PENDAHULUAN
Dalam kehidupan sehari-hari manusia tidak akan pernah lepas dari komunikasi. Dari
mulai kita bangun tidur sampai kemudian tertidur kembali, komunikasi selalu menjadi
kegiatan utama kita entah itu komunikasi verbal atau non verbal, entah itu
komunikasi antar pribadi atau komunikasi organisasi.
Hal seperti ini memang telah menjadi kodrat kita sebagai seorang manusia yang
memang tidak dapat hidup sendiri. Kita selalu membutuhkan orang lain disekitar kita,
walaupun hanya untuk sekedar melakukan obrolan basa-basi karena manusia
adalah makhluk sosial dan dari dalam interaksi itulah manusia lambat laun
menciptakan nilai-nilai bersama yang kemudian disebut sebagai kebudayaan.
Dalam nilai-nilai yang terbentuk tersebut terdapat beberapa kaidah yang bertujuan
mengatur tata cara kita berkomunikasi antar sesama tanpa menyakiti hati dan
menjunjung tinggi etika sebagai sebuah tanda penghargaan pada lawan bicara kita.
Namun terkadang pemakaian sesuatu yang kita anggap sebuah etika dapat
berakibat pada sesuatu yang tidak menyenangkan dan menimbulkan
kesalahpahaman antar sesama.
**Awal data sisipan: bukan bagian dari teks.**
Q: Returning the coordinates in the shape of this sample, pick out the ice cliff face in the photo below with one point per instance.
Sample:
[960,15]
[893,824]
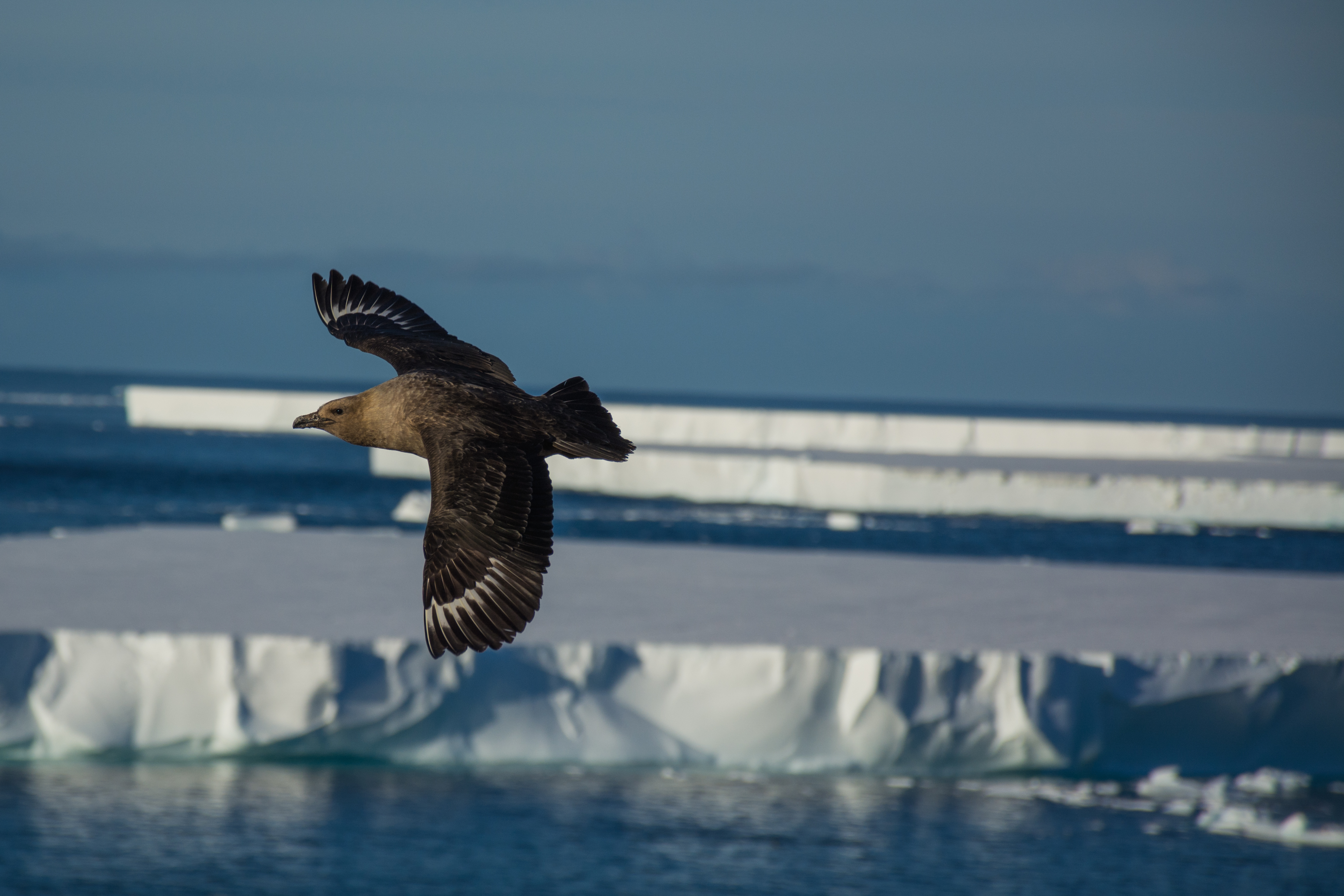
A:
[69,694]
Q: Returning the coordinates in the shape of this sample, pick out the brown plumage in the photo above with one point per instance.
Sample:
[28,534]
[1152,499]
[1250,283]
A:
[489,539]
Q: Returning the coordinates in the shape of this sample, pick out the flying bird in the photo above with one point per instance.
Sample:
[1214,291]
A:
[489,539]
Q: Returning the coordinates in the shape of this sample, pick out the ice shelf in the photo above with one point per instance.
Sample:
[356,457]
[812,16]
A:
[791,430]
[733,456]
[67,694]
[878,488]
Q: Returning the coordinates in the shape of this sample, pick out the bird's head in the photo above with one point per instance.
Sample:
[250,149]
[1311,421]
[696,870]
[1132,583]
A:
[339,417]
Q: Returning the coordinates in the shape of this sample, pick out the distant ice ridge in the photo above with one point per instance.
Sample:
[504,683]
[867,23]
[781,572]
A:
[67,694]
[1249,805]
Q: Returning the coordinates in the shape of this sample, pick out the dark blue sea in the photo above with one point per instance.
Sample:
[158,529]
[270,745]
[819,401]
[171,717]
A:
[68,460]
[283,829]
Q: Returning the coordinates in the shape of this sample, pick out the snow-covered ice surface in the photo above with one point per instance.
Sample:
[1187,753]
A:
[749,707]
[693,657]
[361,585]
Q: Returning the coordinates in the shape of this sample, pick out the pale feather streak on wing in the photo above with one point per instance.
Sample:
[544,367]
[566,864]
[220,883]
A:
[487,545]
[377,320]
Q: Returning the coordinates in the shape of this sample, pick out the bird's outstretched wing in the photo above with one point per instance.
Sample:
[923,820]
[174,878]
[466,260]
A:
[380,322]
[487,543]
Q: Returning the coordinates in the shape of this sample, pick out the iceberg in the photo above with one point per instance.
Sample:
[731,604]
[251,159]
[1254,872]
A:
[68,694]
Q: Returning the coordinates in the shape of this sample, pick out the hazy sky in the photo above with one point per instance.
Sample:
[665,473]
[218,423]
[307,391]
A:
[1123,205]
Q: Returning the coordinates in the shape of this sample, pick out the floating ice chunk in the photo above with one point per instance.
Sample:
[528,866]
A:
[843,522]
[1161,527]
[1245,821]
[1272,782]
[259,523]
[413,508]
[1166,784]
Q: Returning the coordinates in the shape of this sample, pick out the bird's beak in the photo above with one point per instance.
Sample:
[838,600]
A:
[314,421]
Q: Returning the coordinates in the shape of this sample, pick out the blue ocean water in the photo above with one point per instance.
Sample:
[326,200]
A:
[229,828]
[69,460]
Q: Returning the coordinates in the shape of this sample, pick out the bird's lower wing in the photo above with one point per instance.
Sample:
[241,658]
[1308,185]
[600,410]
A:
[487,545]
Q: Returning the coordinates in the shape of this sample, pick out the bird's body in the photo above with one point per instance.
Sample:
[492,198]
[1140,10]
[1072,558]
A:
[489,539]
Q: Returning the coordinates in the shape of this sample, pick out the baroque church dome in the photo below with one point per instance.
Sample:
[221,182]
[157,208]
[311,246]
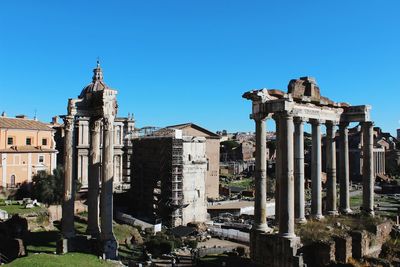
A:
[97,83]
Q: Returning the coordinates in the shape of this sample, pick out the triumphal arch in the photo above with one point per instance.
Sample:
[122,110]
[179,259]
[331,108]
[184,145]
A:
[302,104]
[96,104]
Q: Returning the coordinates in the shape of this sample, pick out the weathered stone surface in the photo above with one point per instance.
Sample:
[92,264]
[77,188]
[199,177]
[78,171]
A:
[343,248]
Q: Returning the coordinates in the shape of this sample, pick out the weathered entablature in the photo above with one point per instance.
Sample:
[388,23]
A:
[303,103]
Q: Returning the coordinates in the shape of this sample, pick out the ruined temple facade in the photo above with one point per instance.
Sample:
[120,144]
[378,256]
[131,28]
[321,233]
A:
[302,104]
[169,173]
[90,124]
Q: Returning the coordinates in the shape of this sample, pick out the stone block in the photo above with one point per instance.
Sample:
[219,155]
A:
[343,248]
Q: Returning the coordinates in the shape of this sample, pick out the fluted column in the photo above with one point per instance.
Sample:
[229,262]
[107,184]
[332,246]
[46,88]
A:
[286,202]
[277,166]
[299,169]
[260,205]
[67,221]
[331,196]
[107,235]
[94,179]
[344,169]
[316,171]
[368,168]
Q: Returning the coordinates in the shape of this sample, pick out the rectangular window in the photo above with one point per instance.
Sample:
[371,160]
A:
[10,141]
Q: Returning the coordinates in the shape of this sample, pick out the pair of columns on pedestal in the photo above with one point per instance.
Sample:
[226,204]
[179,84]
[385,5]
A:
[289,201]
[107,173]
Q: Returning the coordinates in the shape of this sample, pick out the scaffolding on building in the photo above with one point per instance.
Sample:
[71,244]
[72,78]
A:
[177,181]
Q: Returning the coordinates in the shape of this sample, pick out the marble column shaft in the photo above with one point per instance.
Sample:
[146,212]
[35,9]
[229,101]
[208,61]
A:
[368,168]
[286,201]
[299,169]
[106,203]
[331,196]
[277,166]
[316,171]
[260,205]
[94,179]
[344,169]
[68,205]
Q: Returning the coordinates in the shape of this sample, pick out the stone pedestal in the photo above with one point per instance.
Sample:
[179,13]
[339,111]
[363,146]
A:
[299,170]
[316,171]
[331,195]
[344,169]
[107,236]
[260,203]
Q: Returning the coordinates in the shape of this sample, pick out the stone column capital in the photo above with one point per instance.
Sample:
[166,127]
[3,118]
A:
[299,120]
[108,123]
[259,118]
[316,122]
[332,123]
[343,124]
[95,125]
[367,123]
[68,123]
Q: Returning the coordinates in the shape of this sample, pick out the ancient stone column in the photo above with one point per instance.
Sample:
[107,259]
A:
[260,205]
[67,221]
[286,201]
[94,179]
[277,166]
[331,196]
[299,169]
[316,171]
[107,236]
[344,169]
[368,168]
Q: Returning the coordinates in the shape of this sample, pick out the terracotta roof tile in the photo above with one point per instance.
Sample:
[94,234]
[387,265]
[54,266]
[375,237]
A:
[17,123]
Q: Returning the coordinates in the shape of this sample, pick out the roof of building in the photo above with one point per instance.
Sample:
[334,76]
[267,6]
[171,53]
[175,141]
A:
[27,149]
[97,83]
[22,123]
[195,126]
Mengapa hal itu bisa terjadi? Padahal tujuan kita
menggunakan etika adalah untuk mencoba menghargai khalayak.
PEMBAHASAN
Pengertian Etika Berkomunikasi
Jenis-Jenis Etika
1. Etika Deskriftif
Etika yang menelaah secara kritis dan nasional tentang sikap dan
perilaku manusia, serta apa yang dikejar oleh setiap orang dalam hidupnya
sebagai suatu yang bernilai. Artinya etika deskriftiftersebut berbicara
mengenai fakta secara apa adanya, yakni mengenai nilai dan perilaku
manusia sebagai suatu fakta yang terkait dengan situasi dan realitas yang
membudaya. Dapat disimpulkan bahwa tentang kenyataan dalam
penghayatan nilai atau tanpa nilai dalam suatu masyarakat yang dikaitkan
dengan kondisi tertentu memungkinkan manusia dapat bertindak secara etika
Lubis, (1994: 6-7).
2. Etika Normatif
Etika yang menetapkan berbagai sikap dan perilaku yang ideal dan
seharusnya dimiliki oleh manusia atau apa yang seharusnya dijalankan oleh
manusia dan tindakan apa yang bernilai dalam hidup ini. Jadi etika normative
merupakan norma-norma yang dapat menuntun agar manusia bertindak
secara baik dan menghindarkan hal-hal yang buruk, sesuai dengan kaidah
atau norma yang disepakati dan berlaku di masyarakat Lubis, (1994:6-7).
Menurut Maryani dan Ludigdo (1993:69), etika merupakan seperangkat
aturan, norma atau pedoaman yangmengatur perilaku manusia, baik yang
harus dilakukan maupun yang harus ditinggalkan yang dianut oleh
sekelompok atau seolongan masyarakat atau profesi.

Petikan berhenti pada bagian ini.